Sigma Pre-cast Gel & Buffer Compatibility
Sigma makes the TruPAGE precast gel system. Their gels are Triethanolamine (TEA)-Tricine and, like a number of others in the precast world, they run at a neutral pH. They are sold with the option of two running buffers, TEA-Tricine SDS and Tris-MOPS SDS Express. Like with Thermo-Fisher, Sigma’s literature states that for optimum resolution you need to use their buffers with their gels. It seems likely that their MOPS buffer would be the similar enough to another supplier’s MOPS buffer to provide good enough results, but I haven’t tested this particular mismatch, so try at your own risk.
Friendly reminder: If you’re using the Sigma gels with the Tris-Mops SDS Express buffer or the Thermo-Fisher NuPAGE gels, for the best resolution you need to supplement the buffer with antioxidant to ensure that proteins are denatured during the entire gel run just like you would with a lab-poured bis-tris gel.

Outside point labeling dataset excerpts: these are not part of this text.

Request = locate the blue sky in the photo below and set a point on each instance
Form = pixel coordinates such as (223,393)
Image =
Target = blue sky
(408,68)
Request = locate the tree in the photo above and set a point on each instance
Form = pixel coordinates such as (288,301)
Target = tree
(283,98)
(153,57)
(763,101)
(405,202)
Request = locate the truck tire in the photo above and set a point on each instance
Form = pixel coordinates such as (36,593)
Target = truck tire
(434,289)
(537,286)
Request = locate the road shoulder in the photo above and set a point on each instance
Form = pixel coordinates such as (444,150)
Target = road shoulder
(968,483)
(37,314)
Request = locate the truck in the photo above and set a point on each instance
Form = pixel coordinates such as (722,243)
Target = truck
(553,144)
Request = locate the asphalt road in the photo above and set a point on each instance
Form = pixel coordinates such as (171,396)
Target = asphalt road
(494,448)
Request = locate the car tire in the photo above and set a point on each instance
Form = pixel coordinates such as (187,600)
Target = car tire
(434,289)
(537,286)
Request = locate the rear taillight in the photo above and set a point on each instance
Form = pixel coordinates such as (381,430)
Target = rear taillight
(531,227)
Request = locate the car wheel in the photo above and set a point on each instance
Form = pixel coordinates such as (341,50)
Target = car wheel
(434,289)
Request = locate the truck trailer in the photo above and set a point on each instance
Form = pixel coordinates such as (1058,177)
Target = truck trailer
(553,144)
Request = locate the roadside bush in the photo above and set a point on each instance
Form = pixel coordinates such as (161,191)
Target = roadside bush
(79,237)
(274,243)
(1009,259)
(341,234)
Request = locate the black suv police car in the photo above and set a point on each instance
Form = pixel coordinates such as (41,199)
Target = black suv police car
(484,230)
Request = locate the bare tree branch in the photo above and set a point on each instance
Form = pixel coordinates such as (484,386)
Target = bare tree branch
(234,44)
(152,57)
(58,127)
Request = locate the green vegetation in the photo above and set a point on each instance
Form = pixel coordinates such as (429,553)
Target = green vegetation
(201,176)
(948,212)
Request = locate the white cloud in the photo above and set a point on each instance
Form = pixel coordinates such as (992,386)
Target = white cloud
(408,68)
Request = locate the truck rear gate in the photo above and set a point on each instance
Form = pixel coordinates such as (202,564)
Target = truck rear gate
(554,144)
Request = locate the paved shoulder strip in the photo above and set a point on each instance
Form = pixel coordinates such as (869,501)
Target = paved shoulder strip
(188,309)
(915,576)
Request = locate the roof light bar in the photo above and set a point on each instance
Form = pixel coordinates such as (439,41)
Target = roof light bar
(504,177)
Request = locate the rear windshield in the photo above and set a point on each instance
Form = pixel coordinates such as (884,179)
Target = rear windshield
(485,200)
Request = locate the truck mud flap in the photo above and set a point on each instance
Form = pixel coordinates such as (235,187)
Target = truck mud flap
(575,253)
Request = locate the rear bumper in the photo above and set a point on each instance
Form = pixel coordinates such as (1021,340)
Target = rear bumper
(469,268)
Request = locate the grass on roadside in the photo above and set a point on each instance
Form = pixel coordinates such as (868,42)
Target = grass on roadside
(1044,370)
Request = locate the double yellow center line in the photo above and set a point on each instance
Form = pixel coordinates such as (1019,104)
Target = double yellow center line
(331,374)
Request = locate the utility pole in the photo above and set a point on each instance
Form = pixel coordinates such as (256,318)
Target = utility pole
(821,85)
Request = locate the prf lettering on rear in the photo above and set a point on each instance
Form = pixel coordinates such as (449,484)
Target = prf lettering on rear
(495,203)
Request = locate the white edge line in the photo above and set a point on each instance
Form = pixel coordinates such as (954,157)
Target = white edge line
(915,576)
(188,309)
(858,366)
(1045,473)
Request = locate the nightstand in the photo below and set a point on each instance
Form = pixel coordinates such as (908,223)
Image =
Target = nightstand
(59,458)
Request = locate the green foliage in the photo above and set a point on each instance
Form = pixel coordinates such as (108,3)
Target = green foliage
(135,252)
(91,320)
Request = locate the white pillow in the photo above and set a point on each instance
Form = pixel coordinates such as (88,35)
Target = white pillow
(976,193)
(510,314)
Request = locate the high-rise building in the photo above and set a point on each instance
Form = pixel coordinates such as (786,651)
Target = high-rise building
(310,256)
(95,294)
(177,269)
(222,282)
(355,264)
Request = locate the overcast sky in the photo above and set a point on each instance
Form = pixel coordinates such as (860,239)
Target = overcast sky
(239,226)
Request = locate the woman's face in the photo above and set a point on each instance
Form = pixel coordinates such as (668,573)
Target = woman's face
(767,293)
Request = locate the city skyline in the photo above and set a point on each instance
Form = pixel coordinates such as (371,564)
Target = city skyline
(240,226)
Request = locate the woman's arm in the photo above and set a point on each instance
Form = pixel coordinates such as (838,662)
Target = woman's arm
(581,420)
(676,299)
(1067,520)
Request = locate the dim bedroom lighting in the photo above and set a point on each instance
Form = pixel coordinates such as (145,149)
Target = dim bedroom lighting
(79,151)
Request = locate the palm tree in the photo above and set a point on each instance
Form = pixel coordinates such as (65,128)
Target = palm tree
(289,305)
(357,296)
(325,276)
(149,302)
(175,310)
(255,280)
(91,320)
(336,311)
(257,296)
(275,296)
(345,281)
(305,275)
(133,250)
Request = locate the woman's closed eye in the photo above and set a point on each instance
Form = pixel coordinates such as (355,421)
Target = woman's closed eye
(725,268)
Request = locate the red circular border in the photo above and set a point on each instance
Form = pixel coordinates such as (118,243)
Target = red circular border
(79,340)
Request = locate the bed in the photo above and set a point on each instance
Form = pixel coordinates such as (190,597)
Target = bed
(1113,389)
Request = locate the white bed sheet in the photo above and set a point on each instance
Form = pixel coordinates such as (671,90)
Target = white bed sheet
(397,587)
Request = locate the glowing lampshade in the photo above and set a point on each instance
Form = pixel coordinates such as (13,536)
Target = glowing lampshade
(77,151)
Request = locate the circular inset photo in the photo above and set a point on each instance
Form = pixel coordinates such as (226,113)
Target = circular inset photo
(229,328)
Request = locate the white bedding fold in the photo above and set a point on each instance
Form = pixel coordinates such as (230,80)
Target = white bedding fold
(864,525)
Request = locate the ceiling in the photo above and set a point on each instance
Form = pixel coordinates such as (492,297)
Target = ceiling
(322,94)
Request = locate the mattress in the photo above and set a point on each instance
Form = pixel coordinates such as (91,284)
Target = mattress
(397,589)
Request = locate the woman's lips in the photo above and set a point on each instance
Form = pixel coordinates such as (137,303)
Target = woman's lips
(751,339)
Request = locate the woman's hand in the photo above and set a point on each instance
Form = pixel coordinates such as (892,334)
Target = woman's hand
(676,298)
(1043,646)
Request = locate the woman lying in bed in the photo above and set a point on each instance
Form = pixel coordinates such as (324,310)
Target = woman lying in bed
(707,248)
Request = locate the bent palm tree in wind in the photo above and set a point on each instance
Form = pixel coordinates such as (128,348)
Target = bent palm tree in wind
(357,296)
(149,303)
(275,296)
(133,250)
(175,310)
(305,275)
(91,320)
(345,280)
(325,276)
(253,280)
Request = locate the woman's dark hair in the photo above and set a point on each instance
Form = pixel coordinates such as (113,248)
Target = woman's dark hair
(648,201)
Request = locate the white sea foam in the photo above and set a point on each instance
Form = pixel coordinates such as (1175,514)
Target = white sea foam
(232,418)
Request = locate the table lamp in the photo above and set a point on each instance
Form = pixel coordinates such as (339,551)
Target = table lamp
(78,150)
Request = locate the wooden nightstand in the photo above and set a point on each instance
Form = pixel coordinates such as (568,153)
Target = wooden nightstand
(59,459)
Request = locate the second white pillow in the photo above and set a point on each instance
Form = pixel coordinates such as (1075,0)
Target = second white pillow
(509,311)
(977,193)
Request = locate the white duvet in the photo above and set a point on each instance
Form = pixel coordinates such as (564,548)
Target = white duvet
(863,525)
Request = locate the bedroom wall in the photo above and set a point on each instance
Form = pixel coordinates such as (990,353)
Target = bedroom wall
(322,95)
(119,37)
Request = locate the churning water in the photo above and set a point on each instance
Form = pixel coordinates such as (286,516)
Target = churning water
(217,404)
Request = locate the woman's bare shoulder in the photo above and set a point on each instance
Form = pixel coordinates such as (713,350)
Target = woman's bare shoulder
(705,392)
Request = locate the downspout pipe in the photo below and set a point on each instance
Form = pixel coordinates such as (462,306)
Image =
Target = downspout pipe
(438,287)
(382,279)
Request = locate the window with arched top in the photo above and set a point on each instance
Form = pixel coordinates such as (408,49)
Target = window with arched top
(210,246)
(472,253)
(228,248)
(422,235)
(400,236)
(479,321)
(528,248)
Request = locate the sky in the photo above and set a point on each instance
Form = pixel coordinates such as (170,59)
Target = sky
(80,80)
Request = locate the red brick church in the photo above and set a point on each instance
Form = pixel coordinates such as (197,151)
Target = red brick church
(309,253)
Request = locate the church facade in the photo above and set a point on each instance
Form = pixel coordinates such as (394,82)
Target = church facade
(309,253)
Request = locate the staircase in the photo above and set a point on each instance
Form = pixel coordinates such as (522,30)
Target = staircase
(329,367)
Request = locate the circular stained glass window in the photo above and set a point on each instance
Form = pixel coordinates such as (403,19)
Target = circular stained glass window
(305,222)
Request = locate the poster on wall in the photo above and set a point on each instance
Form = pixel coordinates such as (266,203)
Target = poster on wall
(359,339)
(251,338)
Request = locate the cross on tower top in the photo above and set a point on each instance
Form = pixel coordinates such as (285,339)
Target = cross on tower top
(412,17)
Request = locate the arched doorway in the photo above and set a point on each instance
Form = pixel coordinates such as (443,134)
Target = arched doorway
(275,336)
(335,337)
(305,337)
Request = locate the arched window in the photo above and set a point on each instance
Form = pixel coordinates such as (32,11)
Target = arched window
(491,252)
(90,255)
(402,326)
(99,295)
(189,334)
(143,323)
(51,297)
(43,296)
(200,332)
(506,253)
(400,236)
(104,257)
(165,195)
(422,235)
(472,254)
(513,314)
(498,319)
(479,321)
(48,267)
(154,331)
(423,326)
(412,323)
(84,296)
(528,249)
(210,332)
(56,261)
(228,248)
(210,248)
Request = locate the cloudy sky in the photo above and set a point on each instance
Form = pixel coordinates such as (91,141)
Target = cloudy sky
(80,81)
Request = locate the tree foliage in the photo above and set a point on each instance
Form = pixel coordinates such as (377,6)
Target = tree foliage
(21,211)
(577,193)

Of course, other companies sell precast gels as well. Whatever the company, whatever the gel, you will usually get best results/resolution using the gel-buffer pairing recommended by the company. But mixing doesn’t always mean total disaster, maybe just poorer resolution, which depending on your needs may be okay. So if pressured for time, you may want to test it out (with a non vital sample of course). And don’t hesitate to call the company with questions.
What is your experience running mismatched gels and buffers? What worked? What didn’t?